İBRAHİM TELLİOĞLU’DAN BİR KİTAP DAHA:
“FETHEDİLENLERİN
GÖZÜYLE
ANADOLU’NUN
FETHİ”
Halim KAYA
Ondokuz Mayıs Üniversitesi (OMÜ) Fen Edebiyat Fakültesi Tarih Bölümü Öğretim Üyesi Prof. Dr. İbrahim Tellioğlu’nun “Fethedilenlerin Gözüyle Anadolu’nun Fethi” adlı son kitabı çıkınca üretken biri olan hocamız için alıştığımız bir durum olarak karşıladık, ya da ben artık hocadan beklenilen bir hal olarak gördüm. Çünkü Üniversitelerimizin sadece ezberlediklerini sınıfta öğrencilere aktarmak, dekan veya rektör olmak için çeşitli mahfillerde kulis yapmak, diğer boş zamanlarında hangi kahvehanede oyun oynayarak, hangi cafede muhabbet ile geçirsem ya da hangi tatil beldesine gitsem diye düşünen akademisyenlerle dolu olduğu bir zamanda kendisinin farklılığını ilme, araştırmaya, yazmaya verdiği değeri peş peşe verdiği eserleriyle gösteriyordu.
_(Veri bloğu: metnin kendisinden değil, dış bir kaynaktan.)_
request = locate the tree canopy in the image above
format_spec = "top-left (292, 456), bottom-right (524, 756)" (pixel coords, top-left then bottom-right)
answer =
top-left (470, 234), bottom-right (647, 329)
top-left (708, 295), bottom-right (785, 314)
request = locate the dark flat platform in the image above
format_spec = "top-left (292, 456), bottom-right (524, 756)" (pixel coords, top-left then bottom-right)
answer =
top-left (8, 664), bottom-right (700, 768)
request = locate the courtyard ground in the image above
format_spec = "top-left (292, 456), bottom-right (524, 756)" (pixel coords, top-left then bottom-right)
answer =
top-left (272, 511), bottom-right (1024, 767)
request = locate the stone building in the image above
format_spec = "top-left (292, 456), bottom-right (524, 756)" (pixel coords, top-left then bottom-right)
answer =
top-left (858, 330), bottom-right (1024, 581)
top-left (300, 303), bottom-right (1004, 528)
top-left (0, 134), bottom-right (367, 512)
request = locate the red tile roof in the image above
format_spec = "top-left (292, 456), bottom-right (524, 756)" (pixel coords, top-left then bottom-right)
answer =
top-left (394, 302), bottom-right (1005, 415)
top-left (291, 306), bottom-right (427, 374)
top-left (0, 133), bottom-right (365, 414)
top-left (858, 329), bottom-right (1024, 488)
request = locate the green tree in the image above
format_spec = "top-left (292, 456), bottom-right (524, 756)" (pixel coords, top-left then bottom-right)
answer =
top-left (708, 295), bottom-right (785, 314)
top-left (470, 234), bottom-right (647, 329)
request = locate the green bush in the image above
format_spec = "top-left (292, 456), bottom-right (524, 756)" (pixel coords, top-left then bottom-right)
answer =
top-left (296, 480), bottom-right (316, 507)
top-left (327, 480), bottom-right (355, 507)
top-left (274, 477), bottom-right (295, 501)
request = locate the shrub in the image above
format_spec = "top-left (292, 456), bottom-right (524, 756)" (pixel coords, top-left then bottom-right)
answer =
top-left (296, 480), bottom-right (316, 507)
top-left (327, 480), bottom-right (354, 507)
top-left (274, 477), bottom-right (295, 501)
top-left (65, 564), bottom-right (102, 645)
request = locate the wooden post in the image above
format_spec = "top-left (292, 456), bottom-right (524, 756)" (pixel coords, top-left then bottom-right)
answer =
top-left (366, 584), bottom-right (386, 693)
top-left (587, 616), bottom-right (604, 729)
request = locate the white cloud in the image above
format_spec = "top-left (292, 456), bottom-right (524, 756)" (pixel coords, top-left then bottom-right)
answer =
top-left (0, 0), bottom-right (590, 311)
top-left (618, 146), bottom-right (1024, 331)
05.01.2021 tarihinde yayın kuruluşlarında “Türkiye Yazarlar Birliği (TYB) tarafından Prof Dr. İbrahim Tellioğlu’na “Fethedilenlerin Gözüyle Anadolu’nun Fethi” Kitabı dolayısıyla En İyi İnceleme alanında 2020 yılı “Yılın Yazar, Fikir Adamı ve Sanatçıları” ödülünü vermeye layık gördü.” haberi yer alınca bizi bir kez daha sevindirdi. İlmi verimliliğini bilip takdir ettiğimiz hocamız uzun yıllardır ülkemizde faaliyet gösteren Türkiye Yazarlar Birliği (TYB)’nin de takdirine mazhar olmuştu. “Marifet iltifata tâbidir” derler, hocam daha fazla üretecektir, emin olabilirsiniz.
Haberin devamında bir eserin değerlendirmeye alınması için basılı olması, ilk baskı olması ve basımının ödüle layık görüldüğü yıl içerisinde yapılmış olması gerektiğini hatırlatan TYB Genel Başkanı Prof. Dr. Musa Kazım Arıcan “Yazarlarımızın çaba ve çalışmalarını ödüllendirerek destekliyoruz TYB’nin verdiği ödüllerin maddi yönü bulunmasa da yazarlarımızı ve eserlerimizi tanıtmamız, bu yöndeki çaba ve çalışmalarını desteklememiz kamuoyu tarafından 39 yıldır takdirle karşılanmaktadır” diyordu.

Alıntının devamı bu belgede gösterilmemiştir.